A two-time All Metro in cross country, Lord keeps himself busy maintaining an A average, and as the student body president -- an office created this year, said track coach Johnnie Foreman.
Foreman missed Lord last spring after an excellent cross country season, as Lord took part in a leadership excursion to The Mountain School in Vermont from January to June.
Yesterday, in a season-opening meet at McDonogh, Lord showed no signs of rustiness, sprinting through the 3,200 meters in 9 minutes, 56 seconds -- 35 seconds faster than the next runner. Lord, whose mile split was 4:50, ran the second-fastest 3,200 time in school history, said distance coach Peter Julius -- 11 seconds off the all-time best.
"A personal best, best of his life," said Julius, who won't rush Lord because of his recent winter swimming season.
"Coming out of the pool to track, the transition has to be very delicate, and shin splints are a possibility. The 3,200 is a shorter race for him than cross country. He needs to turn the laps over faster. We'll work on that."

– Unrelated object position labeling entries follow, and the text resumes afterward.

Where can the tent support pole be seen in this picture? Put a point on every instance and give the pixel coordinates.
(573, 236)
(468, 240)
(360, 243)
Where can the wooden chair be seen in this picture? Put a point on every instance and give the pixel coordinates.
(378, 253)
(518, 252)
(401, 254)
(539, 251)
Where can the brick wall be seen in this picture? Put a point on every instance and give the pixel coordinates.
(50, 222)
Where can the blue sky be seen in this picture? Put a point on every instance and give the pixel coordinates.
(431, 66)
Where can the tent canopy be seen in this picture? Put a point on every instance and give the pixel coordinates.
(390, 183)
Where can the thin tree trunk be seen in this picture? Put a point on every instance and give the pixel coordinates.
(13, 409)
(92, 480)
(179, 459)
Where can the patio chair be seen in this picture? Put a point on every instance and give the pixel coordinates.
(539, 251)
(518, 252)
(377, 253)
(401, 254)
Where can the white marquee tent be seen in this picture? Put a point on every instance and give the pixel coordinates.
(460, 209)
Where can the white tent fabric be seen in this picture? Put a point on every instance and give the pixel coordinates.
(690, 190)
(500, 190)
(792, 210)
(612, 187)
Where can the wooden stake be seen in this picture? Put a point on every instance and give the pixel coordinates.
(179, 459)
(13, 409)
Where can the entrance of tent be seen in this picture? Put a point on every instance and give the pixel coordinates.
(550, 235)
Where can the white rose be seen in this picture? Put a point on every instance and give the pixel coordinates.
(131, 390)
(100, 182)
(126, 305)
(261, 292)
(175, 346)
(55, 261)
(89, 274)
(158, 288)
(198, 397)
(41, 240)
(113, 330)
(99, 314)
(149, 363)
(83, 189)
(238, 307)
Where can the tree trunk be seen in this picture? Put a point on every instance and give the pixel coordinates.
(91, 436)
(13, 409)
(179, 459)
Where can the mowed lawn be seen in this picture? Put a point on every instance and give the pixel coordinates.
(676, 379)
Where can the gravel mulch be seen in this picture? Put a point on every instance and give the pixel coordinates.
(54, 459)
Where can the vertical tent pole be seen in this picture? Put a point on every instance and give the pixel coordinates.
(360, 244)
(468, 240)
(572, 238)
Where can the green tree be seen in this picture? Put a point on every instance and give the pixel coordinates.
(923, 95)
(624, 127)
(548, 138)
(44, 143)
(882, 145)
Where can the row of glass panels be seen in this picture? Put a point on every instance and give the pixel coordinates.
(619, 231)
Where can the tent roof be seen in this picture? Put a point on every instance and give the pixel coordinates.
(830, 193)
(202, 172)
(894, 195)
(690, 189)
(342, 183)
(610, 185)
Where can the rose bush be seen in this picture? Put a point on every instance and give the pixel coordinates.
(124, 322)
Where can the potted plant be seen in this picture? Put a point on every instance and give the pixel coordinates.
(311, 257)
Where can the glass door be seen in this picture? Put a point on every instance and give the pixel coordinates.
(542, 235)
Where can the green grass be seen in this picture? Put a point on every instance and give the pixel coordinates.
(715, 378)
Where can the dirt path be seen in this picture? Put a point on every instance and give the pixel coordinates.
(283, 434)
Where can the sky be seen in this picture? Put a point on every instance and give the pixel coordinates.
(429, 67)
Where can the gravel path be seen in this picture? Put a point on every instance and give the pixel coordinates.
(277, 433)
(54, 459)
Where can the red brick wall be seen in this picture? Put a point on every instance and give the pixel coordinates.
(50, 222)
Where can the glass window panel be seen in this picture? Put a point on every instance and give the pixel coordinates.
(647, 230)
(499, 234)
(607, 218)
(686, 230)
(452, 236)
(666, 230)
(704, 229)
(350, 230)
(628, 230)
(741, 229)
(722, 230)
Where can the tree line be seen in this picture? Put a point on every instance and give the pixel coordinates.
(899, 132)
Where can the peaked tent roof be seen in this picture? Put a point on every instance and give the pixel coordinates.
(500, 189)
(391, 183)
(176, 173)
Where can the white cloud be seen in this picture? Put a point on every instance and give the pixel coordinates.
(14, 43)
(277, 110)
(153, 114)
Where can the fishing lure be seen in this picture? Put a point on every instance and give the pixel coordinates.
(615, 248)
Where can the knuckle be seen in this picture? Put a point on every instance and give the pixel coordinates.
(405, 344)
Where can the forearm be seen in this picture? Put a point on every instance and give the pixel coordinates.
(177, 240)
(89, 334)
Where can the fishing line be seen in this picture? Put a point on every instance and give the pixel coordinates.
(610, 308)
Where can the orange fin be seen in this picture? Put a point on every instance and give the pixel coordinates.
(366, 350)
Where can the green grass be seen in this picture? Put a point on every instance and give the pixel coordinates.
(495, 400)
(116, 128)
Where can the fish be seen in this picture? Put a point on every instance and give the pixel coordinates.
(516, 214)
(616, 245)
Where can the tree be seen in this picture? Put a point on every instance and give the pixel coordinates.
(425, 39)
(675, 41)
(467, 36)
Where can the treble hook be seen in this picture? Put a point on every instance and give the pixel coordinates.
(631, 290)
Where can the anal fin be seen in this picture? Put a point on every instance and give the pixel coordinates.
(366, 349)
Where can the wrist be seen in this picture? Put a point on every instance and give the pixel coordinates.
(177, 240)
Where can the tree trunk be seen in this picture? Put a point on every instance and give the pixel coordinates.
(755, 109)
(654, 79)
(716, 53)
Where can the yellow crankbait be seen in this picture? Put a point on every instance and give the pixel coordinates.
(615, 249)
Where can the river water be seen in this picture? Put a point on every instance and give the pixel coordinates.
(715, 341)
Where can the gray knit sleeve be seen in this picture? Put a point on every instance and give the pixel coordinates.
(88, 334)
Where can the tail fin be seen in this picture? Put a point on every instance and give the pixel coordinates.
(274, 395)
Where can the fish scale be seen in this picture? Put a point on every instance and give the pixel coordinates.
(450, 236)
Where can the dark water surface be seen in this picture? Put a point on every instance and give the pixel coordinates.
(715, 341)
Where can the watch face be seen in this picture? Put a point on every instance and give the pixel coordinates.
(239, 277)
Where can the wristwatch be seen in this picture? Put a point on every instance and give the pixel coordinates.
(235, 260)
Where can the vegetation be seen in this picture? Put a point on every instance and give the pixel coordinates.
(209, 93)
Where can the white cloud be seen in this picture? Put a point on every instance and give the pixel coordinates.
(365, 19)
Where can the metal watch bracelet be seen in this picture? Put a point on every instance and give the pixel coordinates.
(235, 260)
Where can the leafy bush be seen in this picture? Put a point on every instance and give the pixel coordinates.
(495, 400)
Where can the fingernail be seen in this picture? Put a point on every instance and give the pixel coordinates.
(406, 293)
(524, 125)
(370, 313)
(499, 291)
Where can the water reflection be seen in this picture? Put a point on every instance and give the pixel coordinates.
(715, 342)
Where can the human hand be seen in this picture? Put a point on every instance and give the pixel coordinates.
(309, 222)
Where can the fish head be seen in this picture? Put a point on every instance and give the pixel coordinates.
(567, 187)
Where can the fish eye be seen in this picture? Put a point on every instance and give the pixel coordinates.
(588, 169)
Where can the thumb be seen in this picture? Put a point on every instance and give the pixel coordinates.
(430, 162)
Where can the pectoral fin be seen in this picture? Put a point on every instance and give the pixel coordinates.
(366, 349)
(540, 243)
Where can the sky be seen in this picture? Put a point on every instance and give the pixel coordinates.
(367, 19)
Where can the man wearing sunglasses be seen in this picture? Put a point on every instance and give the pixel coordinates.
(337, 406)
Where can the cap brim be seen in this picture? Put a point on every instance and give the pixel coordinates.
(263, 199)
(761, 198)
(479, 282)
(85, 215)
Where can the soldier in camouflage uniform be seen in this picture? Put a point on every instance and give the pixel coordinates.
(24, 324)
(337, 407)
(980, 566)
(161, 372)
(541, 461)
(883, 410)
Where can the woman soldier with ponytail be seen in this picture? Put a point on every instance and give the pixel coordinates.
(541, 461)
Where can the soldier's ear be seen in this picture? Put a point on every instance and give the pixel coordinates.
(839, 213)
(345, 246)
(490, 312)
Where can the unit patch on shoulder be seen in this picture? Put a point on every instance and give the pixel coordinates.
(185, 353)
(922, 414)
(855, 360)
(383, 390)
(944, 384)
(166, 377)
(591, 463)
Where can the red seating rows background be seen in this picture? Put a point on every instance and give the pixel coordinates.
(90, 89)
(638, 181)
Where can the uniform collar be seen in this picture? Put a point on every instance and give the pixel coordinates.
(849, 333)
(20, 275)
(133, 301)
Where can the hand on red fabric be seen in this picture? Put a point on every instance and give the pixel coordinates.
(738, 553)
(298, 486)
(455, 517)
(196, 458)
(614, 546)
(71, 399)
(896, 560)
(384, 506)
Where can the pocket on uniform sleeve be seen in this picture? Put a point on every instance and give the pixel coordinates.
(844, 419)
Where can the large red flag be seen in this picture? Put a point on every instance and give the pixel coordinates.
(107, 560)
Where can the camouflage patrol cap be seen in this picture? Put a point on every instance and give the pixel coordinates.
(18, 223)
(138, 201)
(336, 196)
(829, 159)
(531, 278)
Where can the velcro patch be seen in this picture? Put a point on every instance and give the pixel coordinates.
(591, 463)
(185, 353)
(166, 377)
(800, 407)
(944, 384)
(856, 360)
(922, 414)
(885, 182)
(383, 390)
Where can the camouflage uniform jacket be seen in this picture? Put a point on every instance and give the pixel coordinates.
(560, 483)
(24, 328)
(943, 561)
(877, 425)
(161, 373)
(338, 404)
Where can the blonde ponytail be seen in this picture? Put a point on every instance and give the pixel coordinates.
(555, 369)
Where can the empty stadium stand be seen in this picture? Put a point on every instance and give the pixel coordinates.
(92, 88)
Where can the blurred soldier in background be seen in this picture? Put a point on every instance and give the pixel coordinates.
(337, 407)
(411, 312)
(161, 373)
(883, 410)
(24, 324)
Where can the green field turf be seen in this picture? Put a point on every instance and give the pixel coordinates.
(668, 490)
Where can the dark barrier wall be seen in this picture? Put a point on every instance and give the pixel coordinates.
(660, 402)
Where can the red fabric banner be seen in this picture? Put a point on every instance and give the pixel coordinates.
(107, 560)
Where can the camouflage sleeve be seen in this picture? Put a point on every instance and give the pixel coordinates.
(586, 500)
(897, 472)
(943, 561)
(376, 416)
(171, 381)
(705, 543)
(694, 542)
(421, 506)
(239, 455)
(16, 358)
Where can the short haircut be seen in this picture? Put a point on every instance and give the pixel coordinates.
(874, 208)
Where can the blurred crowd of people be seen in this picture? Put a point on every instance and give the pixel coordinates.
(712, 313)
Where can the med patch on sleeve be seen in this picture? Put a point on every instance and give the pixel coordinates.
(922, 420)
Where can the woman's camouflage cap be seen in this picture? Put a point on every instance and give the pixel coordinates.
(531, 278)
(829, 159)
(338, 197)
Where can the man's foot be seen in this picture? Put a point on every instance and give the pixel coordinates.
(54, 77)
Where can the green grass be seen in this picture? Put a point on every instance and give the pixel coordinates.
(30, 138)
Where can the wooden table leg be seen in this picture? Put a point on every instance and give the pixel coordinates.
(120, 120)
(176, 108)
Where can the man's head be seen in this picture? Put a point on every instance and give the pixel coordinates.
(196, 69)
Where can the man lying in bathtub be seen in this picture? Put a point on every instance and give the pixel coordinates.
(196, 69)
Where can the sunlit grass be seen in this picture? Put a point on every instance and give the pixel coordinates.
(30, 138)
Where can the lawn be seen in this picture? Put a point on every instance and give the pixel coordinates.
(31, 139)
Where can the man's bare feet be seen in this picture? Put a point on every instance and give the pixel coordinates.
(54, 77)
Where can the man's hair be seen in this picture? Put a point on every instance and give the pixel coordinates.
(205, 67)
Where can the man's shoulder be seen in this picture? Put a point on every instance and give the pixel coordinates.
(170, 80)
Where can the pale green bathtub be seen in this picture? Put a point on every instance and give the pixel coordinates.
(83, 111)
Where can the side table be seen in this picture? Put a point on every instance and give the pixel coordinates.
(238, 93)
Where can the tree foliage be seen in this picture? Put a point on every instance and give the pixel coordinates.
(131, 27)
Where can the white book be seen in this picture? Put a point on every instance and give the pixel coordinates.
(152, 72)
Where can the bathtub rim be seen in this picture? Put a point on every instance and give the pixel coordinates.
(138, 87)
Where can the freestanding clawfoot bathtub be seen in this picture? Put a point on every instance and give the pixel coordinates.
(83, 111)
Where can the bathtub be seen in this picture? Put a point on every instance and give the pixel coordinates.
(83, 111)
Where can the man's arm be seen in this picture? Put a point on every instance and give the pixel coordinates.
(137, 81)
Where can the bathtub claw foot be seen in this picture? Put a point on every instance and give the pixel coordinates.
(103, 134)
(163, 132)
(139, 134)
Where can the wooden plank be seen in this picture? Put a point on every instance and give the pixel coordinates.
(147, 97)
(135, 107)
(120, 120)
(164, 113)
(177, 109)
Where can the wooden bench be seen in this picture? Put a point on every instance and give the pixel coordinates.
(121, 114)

Lord is headed for the University of North Carolina, where he'll major in pre-med, on a Moorehouse Foundation full scholarship, awarded annually by the school to gifted student-athletes based on community service and leadership.
As a freshman, Lord eschewed track for lacrosse, but Julius doesn't hold that against him.
"It's enormously easy for a distance runner to get burned out over the course of four years," Julius said. "All of the things Ted's done have been worthwhile as far as focusing on track. He's enthusiastic about being here, and I think he'll have a better attitude for the future."
Lord views this spring as his first genuine opportunity to complete a healthy track season with his best friends, among whom are sophomore Dave Chalmers and junior Ted Wasserman.
"Ted's [Lord] a great leader and a fast runner on the distances," said Chalmers, who placed sixth in the MIAAs in cross country. "We feel like we have a lot of talented distance runners, and with him out this year, we're confident we're going to have a great season."
Lord ran track in 10th grade after a disappointing cross country campaign during which he won the year-opening Spiked Shoe Invitational at Johns Hopkins before succumbing to a stress fracture.
"As a sophomore, he was our premier distance runner with a 10:01 in the 3,200, even after the injury and after swimming that winter," Julius said.
The next two cross country seasons, Lord was a runner-up in the Maryland Scholastic Association as a junior, and -- this past fall -- a runner-up in the Maryland Interscholastic Athletic Association.
Lord's hiatus from track last spring was spent with 43 other students studying environmental science on a Vermont farm.
"Being from the city, it was a totally new experience for me -- mucking around in a barn, feeding pigs and cracking eggs," said Lord. "It was something I couldn't pass up just to run."
Regardless of how the season goes, Lord will be back on the road -- and not necessarily in training -- soon after he graduates.
"I'll be staying on a ranch in Arizona for a week and riding horses with a friend. After that, I'll be flying to Europe for three weeks," Lord said. "Three days after I get back, I've got an outward-bound program in North Carolina as part of my scholarship."